It is well recognized that the complications and adverse perinatal outcomes associated with gestational diabetes and type 2 diabetes in pregnancy are glucose dependent. The main question in medical management, therefore, is how to maximize glycemic control.
The choice of medication should be determined by the ability of the drug to achieve the targeted level of glycemic control. For some patients, oral antihyperglycemic agents will be the drug of choice while in others combination therapy and/or insulin should be used.
For years, pharmacologic therapy for diabetes in pregnancy was limited to insulin. Obstetricians feared that oral antihyperglycemic agents, as an alternative to insulin therapy, could cause adverse pregnancy outcomes, particularly congenital anomalies and metabolic complications. Because of these concerns, sulfonylurea drugs were contraindicated in pregnancy.
These recommendations were founded, however, on anecdotal reports and poorly designed retrospective studies that were performed prior to the availability of second-generation sulfonylureas such as glyburide.
Today, there is clear evidence from in vivo and in vitro studies that glyburide does not cross the placenta in any appreciable quantity while metformin, another oral glucose-lowering agent, crosses the placenta freely.
Several randomized studies (five glyburide and two metformin studies), as well as other well-designed studies published over the last decade, also have demonstrated that glyburide is as effective and safe as insulin therapy for glycemic control during pregnancy.
Research has shown, moreover, that it's the blood glucose levels—not the drugs themselves—that cause adverse outcomes.
This is good news, because the use of oral antihyperglycemic agents enhances drug compliance for the patient.
Taking a tablet once in the morning and once in the evening is easier, more convenient, and less expensive than giving oneself insulin injections several times a day. Given the choice of insulin injections versus tablets, almost all women will opt for the latter.
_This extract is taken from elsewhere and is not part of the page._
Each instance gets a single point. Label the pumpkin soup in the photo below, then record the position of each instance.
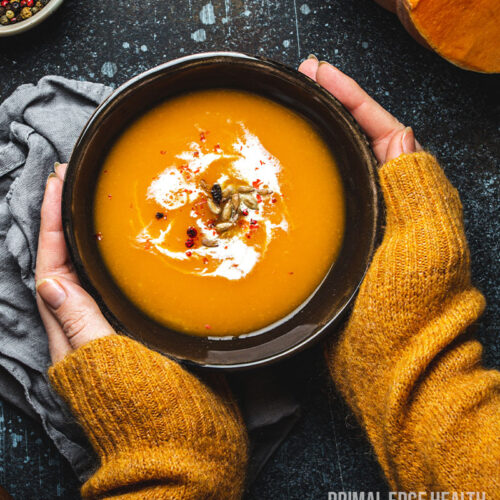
(219, 212)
Offering glyburide as a safe and effective alternative to insulin has been recommended by several editorials and professional organizations. Indeed, the use of glyburide has become the standard of care in the management of gestational diabetes mellitus (GDM) in many centers and private practices throughout the United States.
It is important to appreciate, however, that in general, as disease severity increases, there is diminishing success in achieving the desired levels of glycemic control.
Although the majority of women with gestational diabetes will benefit from the use of these drugs (approximately 80%), fewer women with type 2 diabetes will be able to achieve optimal glycemic control.
The emphasis overall in diabetes management must therefore be on the level of glycemic control achieved by the patient, with the failure of a drug signaling the need to change the drug algorithm.
Safety, Efficacy of Glyburide
Oral antihyperglycemic drugs—most commonly glyburide and metformin—are the first-line drugs for treating nonpregnant women with type 2 diabetes. These patients are typically older and suffer from greater disease severity (higher fasting and postprandial blood glucose levels and a decreased pancreatic reserve of 50%-80%). They therefore are not comparable to patients with gestational diabetes who are relatively younger and have greater pancreatic reserve.
This begs the following question: If the oral antihyperglycemic drugs are in fact safe for the fetus and can potentially optimize glycemic control—enabling patients to reach targeted levels of glucose control in pregnancy with the same efficacy as insulin—why should GDM patients who represent the milder form of intolerance on the glucose continuum not be treated with these drugs?
In the early 1990s, my colleagues and I evaluated the potential of first-generation and second-generation sulfonylureas to cross the placenta. Using the single-cotyledon placental model—a model that is widely used to characterize the transport and metabolism of drugs and nutrients—we found only minimal transport of glyburide in either the maternal-fetal or the fetal-maternal direction (Am. J. Obstet. Gynecol. 1991;165:807-12).
The transfer of glyburide remained negligible even when we varied the albumin concentration and increased maternal glyburide levels to 100 times the therapeutic level. In no case was there any appreciable metabolism of the agent. First-generation sulfonylureas, on the other hand, crossed the placenta in this model. Metformin did as well, almost freely.
Thereafter, several studies from different centers confirmed that glyburide does not cross the placenta significantly. The studies demonstrated, for instance, that 99.8% of the glyburide is bound to albumin, that the agent has a short elimination half-life, and that effluxes are affected from the fetal-maternal direction. Research also confirmed that metformin does cross the placenta.
In a later prospective, randomized trial comparing glyburide and insulin in 404 women with GDM, my colleagues and I found no significant differences in either the degree of glycemic control or perinatal outcomes (N. Engl. J. Med. 2000;343:1134-8). Target levels of glycemic control were achieved in 82% of the patients receiving glyburide and 88% of those receiving insulin.